In [14]:
import numpy as np
from math import exp, factorial

MAX_CARS = 20
MAX_MOVE = 5

RENT_REWARD = 10
MOVE_COST = 2
DISCOUNT = 0.9

# Poisson parameters
LAMBDA_REQ_1 = 3
LAMBDA_REQ_2 = 4
LAMBDA_RET_1 = 3
LAMBDA_RET_2 = 2

# Exercise 4.7 modifications
FREE_MOVE_1_TO_2 = 1
PARKING_LIMIT = 10
PARKING_COST = 4

POISSON_MAX = 11   # truncation

In [15]:
def poisson_pmf(lam, n):
    return (lam ** n) * exp(-lam) / factorial(n)

In [16]:
def poisson_probs(lam, max_n=POISSON_MAX):
    probs = np.zeros(max_n + 1)
    for n in range(max_n):
        probs[n] = poisson_pmf(lam,n)
        
    probs[max_n] = 1 - probs[:max_n].sum()
    return probs

In [17]:
P_REQ_1 = poisson_probs(LAMBDA_REQ_1)
P_REQ_2 = poisson_probs(LAMBDA_REQ_2)
P_RET_1 = poisson_probs(LAMBDA_RET_1)
P_RET_2 = poisson_probs(LAMBDA_RET_2)

In [18]:
def valid_actions(state):
    c1, c2 = state
    actions = []
    for a in range(-MAX_MOVE, MAX_MOVE + 1):
        if a < 0:
            move = -a
            if move <= c2 and c1 + move <= MAX_CARS:
                actions.append(a)
        else:
            move = a
            if move <= c1 and c2 + move <= MAX_CARS:
                actions.append(a)
    return actions

In [19]:
def moving_cost(a):
    if a > 0:
        paid = max(a - FREE_MOVE_1_TO_2, 0)
        return MOVE_COST * paid
    else:
        return MOVE_COST * abs(a)

In [20]:
def parking_cost(c1_after_move, c2_after_move):
    cost = 0
    if c1_after_move > PARKING_LIMIT:
        cost += PARKING_COST
    if c2_after_move > PARKING_LIMIT:
        cost += PARKING_COST
    return cost

In [21]:
def transition(state, action, req1, req2, ret1, ret2):
    c1, c2 = state
    c1_m = c1 - action
    c2_m = c2 + action
    
    cost_move = moving_cost(action)
    cost_park = parking_cost(c1_m, c2_m)
    
    rent1 = min(c1_m, req1)
    rent2 = min(c2_m, req2)
    
    reward = RENT_REWARD * (rent1 + rent2)
    reward -= cost_move + cost_park
    
    c1_after = c1_m - rent1
    c2_after = c2_m - rent2
    
    next_c1 = min(c1_after + ret1, MAX_CARS)
    next_c2 = min(c2_after + ret2, MAX_CARS)
    
    return (next_c1, next_c2), reward

In [22]:
def expected_return(state, action, V):

    total = 0.0

    for req1 in range(POISSON_MAX + 1):
        for req2 in range(POISSON_MAX + 1):
            for ret1 in range(POISSON_MAX + 1):
                for ret2 in range(POISSON_MAX + 1):

                    prob = P_REQ_1[req1] * P_REQ_2[req2] * P_RET_1[ret1] * P_RET_2[ret2]

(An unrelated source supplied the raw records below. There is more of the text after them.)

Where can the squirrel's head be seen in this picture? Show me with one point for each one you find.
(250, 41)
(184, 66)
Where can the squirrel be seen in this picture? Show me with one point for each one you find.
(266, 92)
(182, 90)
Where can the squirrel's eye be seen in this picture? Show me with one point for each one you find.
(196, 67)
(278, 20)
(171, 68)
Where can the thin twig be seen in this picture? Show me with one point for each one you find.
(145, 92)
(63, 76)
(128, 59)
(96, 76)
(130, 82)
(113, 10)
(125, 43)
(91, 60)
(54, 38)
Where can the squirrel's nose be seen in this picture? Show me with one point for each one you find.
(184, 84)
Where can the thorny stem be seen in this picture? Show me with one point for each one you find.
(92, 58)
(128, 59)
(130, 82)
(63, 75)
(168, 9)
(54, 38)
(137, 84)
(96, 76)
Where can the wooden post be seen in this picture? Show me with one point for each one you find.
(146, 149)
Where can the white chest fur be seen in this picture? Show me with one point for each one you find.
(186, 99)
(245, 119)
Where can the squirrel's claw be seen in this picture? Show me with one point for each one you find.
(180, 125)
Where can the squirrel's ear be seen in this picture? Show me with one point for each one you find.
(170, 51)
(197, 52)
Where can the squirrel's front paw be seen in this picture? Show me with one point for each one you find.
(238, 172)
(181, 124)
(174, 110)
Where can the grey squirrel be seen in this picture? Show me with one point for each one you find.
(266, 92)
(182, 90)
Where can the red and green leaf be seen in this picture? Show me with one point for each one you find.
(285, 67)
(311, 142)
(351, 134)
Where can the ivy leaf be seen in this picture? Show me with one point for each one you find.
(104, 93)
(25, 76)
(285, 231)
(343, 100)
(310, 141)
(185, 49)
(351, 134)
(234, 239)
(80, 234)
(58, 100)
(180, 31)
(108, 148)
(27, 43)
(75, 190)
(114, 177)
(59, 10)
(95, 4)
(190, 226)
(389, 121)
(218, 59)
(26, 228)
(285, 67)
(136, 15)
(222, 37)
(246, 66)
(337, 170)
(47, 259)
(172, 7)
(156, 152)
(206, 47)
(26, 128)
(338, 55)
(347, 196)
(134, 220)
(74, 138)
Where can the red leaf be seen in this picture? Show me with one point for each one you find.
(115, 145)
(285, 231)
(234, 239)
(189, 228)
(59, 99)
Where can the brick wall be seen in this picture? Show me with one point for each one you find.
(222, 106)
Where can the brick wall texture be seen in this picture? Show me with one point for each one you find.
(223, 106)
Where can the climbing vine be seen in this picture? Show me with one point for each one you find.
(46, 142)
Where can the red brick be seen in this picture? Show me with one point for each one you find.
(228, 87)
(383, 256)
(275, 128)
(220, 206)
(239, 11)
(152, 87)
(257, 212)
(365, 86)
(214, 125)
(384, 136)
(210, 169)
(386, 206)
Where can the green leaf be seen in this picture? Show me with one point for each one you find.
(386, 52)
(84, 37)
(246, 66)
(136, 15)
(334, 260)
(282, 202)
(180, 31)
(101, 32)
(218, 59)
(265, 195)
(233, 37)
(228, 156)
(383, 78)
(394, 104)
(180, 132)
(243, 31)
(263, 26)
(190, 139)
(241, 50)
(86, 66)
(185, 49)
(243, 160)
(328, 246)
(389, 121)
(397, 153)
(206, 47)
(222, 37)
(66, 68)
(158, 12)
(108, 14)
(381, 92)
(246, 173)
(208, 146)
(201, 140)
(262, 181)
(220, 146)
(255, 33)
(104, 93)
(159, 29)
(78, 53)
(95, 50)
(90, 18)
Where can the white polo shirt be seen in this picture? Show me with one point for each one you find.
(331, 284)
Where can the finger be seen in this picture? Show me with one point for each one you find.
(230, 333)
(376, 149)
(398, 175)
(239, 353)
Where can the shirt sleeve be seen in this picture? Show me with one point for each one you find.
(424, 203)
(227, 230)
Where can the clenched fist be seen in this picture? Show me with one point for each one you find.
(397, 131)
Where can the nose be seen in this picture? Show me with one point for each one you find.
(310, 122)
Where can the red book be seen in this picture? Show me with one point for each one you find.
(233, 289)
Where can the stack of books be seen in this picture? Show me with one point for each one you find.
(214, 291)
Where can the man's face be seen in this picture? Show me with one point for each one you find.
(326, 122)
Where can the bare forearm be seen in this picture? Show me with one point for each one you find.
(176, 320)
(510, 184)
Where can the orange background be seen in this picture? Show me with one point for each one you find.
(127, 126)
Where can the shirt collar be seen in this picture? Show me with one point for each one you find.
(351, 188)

                    next_state, reward = transition(
                        state, action, req1, req2, ret1, ret2
                    )

                    total += prob * (reward + DISCOUNT * V[next_state])

    return total

In [23]:
def policy_evaluation(policy, V, theta=1e-3):

    deltas = []  # store max change per sweep

    while True:
        delta = 0.0

        for c1 in range(MAX_CARS + 1):
            for c2 in range(MAX_CARS + 1):

                s = (c1, c2)
                v_old = V[s]

                a = policy[s]
                V[s] = expected_return(s, a, V)

                delta = max(delta, abs(v_old - V[s]))

        deltas.append(delta)

        if delta < theta:
            break

    return V, deltas

In [24]:
def policy_improvement(policy, V):

    stable = True

    for c1 in range(MAX_CARS + 1):
        for c2 in range(MAX_CARS + 1):

            s = (c1, c2)
            old_action = policy[s]

            actions = valid_actions(s)
            values = [expected_return(s, a, V) for a in actions]

            best_action = actions[np.argmax(values)]
            policy[s] = best_action

            if best_action != old_action:
                stable = False

    return policy, stable

In [25]:
def policy_iteration_with_tracking():

    V = np.zeros((MAX_CARS + 1, MAX_CARS + 1))
    policy = np.zeros((MAX_CARS + 1, MAX_CARS + 1), dtype=int)

    all_deltas = []
    policy_returns = []

    while True:

        V, deltas = policy_evaluation(policy, V)
        all_deltas.extend(deltas)

        # total expected value under policy (sum over states)
        policy_returns.append(np.sum(V))

        policy, stable = policy_improvement(policy, V)

        if stable:
            break

    return policy, V, all_deltas, policy_returns

In [None]:
import matplotlib.pyplot as plt

policy, V, deltas, returns = policy_iteration_with_tracking()

# ---- Plot convergence (Bellman error) ----
plt.figure()
plt.plot(deltas)
plt.xlabel("Evaluation Sweep")
plt.ylabel("Max Value Change")
plt.title("Policy Evaluation Convergence")
plt.show()

# ---- Plot expected return per policy improvement ----
plt.figure()
plt.plot(returns)
plt.xlabel("Policy Iteration Step")
plt.ylabel("Sum of V(s)")
plt.title("Policy Improvement Progress")
plt.show()